Looker provides two-factor authentication (2FA) as an additional layer of security to protect data accessible via Looker. With two-factor authentication enabled, every user must authenticate using a one-time code generated by their mobile device when logging in.
The single source of truth for setting this up is the Two-Factor Setup Doc. Here we gather some commonly asked questions.
How do I get into Looker if I get a new phone?
Looker support doesn't make changes to access settings for security reasons but a company admin on your Looker instance can reset your 2FA code:
- Go to admin > users > edit (on the particular user)
- click "Reset" next to the Two Factor Secret section
This will prompt the user to re-scan the QR code with their Google Authentication app the next time they navigate to your Looker instance. If all the admins on your instance are locked out, contact firstname.lastname@example.org and we'll take emergency steps.

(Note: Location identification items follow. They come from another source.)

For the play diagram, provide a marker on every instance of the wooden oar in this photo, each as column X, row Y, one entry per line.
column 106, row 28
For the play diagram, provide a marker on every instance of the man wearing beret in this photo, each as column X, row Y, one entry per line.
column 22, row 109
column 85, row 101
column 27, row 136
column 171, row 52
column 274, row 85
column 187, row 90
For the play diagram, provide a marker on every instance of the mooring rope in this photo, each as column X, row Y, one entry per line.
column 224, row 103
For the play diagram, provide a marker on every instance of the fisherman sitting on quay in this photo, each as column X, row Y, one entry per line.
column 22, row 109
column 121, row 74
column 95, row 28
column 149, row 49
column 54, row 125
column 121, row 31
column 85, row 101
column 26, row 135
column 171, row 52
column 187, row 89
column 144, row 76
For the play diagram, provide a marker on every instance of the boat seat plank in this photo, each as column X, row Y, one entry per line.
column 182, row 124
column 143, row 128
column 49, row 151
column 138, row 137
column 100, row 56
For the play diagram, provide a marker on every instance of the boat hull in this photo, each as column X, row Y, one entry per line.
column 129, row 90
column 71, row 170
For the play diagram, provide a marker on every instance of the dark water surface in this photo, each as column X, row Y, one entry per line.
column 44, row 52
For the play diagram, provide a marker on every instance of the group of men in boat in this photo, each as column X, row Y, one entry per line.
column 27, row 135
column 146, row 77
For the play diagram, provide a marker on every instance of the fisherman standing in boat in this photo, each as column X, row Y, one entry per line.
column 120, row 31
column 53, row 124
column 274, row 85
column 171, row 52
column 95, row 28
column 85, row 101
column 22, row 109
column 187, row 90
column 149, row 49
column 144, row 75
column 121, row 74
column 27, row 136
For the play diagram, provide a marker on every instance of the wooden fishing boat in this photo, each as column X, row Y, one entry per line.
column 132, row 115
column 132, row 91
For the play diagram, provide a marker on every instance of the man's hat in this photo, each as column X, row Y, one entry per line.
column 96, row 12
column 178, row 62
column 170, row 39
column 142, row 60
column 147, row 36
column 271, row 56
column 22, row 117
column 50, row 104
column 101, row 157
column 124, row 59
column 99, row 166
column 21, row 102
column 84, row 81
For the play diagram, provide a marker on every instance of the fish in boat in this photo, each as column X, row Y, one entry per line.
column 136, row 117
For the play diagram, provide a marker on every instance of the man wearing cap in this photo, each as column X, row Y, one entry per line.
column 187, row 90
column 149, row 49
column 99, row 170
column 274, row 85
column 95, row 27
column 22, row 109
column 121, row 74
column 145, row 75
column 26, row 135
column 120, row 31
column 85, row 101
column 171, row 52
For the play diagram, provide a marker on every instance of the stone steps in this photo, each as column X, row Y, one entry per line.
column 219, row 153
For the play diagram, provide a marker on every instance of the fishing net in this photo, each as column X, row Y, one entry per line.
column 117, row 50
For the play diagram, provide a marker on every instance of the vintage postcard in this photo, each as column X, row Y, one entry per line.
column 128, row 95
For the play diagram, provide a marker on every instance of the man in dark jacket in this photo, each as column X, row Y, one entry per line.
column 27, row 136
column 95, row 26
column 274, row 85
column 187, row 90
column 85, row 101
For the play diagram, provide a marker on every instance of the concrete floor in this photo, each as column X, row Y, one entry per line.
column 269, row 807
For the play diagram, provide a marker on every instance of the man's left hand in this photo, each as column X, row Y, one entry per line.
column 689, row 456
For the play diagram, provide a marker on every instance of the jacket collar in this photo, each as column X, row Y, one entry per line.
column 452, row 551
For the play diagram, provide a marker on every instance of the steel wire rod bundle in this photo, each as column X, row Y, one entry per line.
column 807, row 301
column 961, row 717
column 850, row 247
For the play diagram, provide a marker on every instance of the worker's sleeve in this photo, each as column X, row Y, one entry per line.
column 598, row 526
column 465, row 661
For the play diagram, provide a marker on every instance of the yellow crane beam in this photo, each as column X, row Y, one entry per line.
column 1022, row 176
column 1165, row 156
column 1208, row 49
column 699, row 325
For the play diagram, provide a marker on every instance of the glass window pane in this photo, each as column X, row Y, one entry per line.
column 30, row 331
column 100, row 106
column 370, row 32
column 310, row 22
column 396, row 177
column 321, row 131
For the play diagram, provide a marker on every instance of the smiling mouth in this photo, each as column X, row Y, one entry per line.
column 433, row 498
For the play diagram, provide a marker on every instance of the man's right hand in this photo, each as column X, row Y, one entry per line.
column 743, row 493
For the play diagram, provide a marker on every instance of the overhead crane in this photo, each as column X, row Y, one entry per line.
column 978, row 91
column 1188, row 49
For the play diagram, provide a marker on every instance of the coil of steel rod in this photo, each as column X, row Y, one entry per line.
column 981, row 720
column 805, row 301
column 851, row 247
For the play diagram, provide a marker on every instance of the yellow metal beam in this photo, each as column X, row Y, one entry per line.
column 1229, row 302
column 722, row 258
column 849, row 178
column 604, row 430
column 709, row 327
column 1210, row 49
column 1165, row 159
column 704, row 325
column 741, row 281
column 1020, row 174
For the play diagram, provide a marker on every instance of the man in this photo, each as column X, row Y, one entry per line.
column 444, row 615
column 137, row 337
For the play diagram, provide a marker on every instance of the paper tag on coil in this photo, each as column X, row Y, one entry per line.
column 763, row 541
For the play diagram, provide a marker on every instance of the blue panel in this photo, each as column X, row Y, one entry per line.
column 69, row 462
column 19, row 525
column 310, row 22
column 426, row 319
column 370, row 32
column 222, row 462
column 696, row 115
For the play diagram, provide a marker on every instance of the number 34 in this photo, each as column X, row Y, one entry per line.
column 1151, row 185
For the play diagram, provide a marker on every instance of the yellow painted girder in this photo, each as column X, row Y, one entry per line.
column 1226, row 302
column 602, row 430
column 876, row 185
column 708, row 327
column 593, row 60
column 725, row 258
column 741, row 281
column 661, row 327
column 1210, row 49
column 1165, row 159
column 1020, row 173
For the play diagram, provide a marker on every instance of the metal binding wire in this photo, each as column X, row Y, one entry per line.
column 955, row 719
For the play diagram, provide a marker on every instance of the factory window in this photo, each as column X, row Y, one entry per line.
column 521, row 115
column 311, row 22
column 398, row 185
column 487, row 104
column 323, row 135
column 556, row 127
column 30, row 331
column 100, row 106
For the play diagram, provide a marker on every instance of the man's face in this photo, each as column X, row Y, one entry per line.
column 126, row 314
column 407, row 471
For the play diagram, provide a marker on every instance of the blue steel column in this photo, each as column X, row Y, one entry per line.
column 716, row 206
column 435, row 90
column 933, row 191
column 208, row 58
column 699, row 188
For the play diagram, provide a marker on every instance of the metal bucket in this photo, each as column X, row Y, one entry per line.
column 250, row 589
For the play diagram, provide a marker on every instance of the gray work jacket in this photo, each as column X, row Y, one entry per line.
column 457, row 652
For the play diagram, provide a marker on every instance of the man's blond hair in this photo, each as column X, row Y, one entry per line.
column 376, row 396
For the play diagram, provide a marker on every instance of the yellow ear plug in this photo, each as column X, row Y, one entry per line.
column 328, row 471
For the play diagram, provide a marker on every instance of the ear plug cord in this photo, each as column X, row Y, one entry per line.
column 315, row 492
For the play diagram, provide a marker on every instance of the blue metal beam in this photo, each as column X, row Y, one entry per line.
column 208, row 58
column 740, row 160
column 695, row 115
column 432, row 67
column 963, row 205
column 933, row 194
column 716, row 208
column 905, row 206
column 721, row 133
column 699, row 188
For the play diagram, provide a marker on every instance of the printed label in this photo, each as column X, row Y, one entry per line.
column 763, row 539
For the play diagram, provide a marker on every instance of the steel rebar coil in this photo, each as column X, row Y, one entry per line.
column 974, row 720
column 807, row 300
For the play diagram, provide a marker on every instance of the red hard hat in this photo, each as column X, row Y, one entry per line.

Why are my Two Factor Authentication (2FA) codes not being accepted?
This is most commonly caused by the time on your phone and the time on Looker being out of sync. Try changing your phone time to Automatic or increasing the Drift time in the Looker 2FA panel. This is discussed in its own article and the setup doc.
How does 2FA work with the API?
It doesn't. According to the Two-Factor Setup Doc, 2FA has no effect on API usage.
Can I use 2FA with [LDAP/SAML/Google Auth]?
Two-factor authentication only impacts email-password logins. It does not have an effect on authentication via LDAP, SAML, or Google Auth credentials.
How do I scan the QR code if my phone camera is broken?
You don't have to - there is an option to enter a text code instead.
Can I enable 2FA for a subset of users?
No, it is all or nothing. Feel free to explain your use case in the comments if you think this would be useful for your instance!